The importance of finance to both raising pre-2020 mitigation ambition and getting a successful deal in 2015 cannot be overstated. Right now, climate finance appears to be in no man’s land.
This year should mark the start of a new finance period, given that the Fast Start Finance period ended last year. Instead, we are almost halfway through the year and we’ve seen no new finance commitments beyond the small handful of pledges made in Doha.
This is unacceptable, and ECO thinks that no developed country should be coming back to this process empty handed. Developing countries are facing escalating climate impacts and associated costs. The livelihoods, food security and survival of millions of people are at stake because of a climate crisis they did not create. There can be no justification for holding back on promised finance.
Today’s briefing on the Long Term Finance Work Programme provides delegates with an opportunity to focus on how the process can secure concrete outcomes by COP19. Linking the Work Programme to the COP Ministerial on finance (which crucially must involve finance ministers) is key.
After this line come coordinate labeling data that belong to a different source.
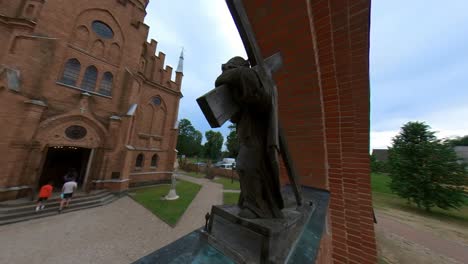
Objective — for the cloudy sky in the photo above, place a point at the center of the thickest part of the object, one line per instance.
(419, 60)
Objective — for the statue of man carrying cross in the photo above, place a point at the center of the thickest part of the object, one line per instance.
(246, 93)
(257, 162)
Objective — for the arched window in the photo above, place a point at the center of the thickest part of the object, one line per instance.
(105, 87)
(156, 101)
(102, 29)
(154, 161)
(89, 79)
(139, 161)
(71, 72)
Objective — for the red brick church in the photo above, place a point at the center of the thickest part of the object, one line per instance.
(81, 88)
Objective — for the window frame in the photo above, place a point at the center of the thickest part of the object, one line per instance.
(140, 162)
(154, 160)
(109, 84)
(85, 79)
(67, 71)
(101, 29)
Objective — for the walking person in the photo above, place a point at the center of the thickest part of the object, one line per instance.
(67, 193)
(44, 194)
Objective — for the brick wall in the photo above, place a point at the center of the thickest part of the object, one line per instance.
(323, 92)
(38, 38)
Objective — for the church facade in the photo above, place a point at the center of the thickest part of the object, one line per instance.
(82, 90)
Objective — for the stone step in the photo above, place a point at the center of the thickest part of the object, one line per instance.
(54, 202)
(55, 207)
(51, 213)
(14, 204)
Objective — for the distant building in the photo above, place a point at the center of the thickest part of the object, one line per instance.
(380, 154)
(80, 87)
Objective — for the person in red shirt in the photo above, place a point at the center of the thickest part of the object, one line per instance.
(44, 194)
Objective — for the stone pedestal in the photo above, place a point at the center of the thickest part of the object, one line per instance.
(256, 240)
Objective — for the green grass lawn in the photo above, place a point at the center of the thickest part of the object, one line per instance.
(380, 183)
(230, 198)
(168, 211)
(383, 198)
(228, 184)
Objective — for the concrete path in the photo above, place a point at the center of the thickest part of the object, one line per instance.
(120, 232)
(440, 246)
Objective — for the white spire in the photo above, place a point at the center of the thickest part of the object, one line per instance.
(180, 67)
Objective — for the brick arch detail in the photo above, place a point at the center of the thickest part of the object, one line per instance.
(52, 132)
(86, 17)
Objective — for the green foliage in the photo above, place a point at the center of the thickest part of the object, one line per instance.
(232, 143)
(383, 199)
(168, 211)
(381, 183)
(230, 198)
(213, 145)
(189, 139)
(458, 141)
(377, 165)
(424, 170)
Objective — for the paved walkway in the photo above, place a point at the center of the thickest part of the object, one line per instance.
(120, 232)
(426, 239)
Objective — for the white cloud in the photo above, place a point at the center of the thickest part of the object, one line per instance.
(447, 123)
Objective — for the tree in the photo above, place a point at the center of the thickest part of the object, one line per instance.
(213, 145)
(425, 170)
(377, 165)
(189, 139)
(232, 143)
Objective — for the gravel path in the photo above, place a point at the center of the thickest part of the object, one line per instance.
(120, 232)
(434, 248)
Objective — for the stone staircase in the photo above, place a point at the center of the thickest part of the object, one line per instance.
(18, 211)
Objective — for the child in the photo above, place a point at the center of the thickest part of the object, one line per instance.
(67, 192)
(44, 194)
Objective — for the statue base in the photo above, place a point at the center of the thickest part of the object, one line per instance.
(256, 240)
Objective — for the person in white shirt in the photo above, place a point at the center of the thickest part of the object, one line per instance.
(67, 192)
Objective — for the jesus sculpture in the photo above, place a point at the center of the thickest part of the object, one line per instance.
(257, 130)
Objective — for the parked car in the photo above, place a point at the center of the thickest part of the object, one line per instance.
(226, 166)
(224, 162)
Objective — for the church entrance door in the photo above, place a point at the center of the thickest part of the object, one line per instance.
(59, 160)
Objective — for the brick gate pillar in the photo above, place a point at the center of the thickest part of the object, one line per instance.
(324, 108)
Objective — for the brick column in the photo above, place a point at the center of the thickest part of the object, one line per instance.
(324, 107)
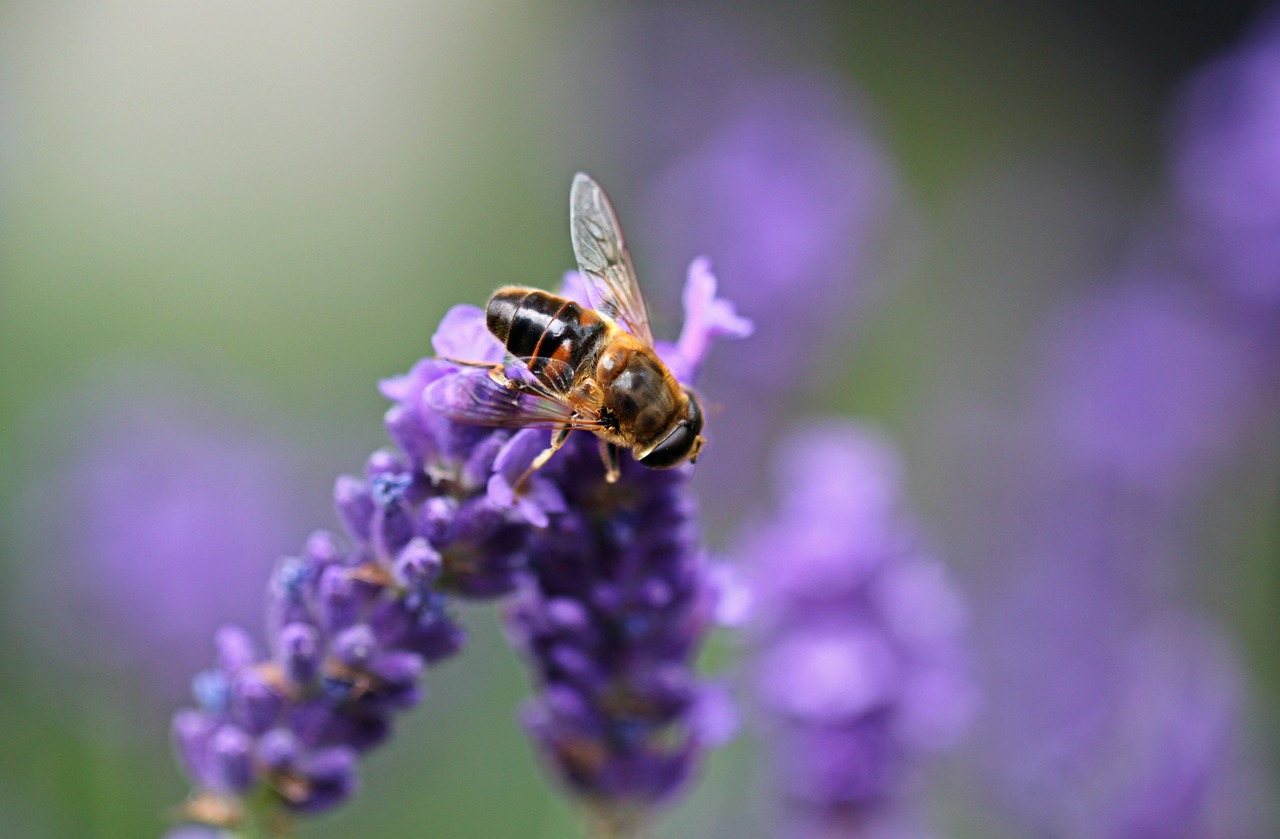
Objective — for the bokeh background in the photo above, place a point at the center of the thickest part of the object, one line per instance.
(222, 223)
By COP19, we need all developed countries to set out what public climate finance they will provide over the period of 2013-2015 as part of a roadmap for scaling up public finance towards the promised US$100bn per year by 2020. The Green Climate Fund cannot remain an empty shell for a fourth COP in a row. As they start to fill the fund, Parties also need to agree that public climate finance delivered between now and 2020 will be equitably divided between mitigation and adaptation.
Developed country claims that they do not have public money to commit ring hollow. Trillions of dollars have been made rapidly available to pay for wars and bank bailouts. And there are plenty of feasible innovative public sources of climate finance, including financial transaction taxes, switching of fossil fuel subsidies, the closing of corporate tax loopholes, bunker fuel levies and more. The current fixation on leveraging private finance must be redirected towards implementing these public sources.
ECO wants to stress that scaling-up pre-2020 public finance cannot be postponed until COP21. A new, comprehensive climate agreement is very unlikely to emerge if developing countries do not see existing promises being met. Progress between now and 2015 is critical to ambition, and will determine whether climate finance will make or break a deal at COP21.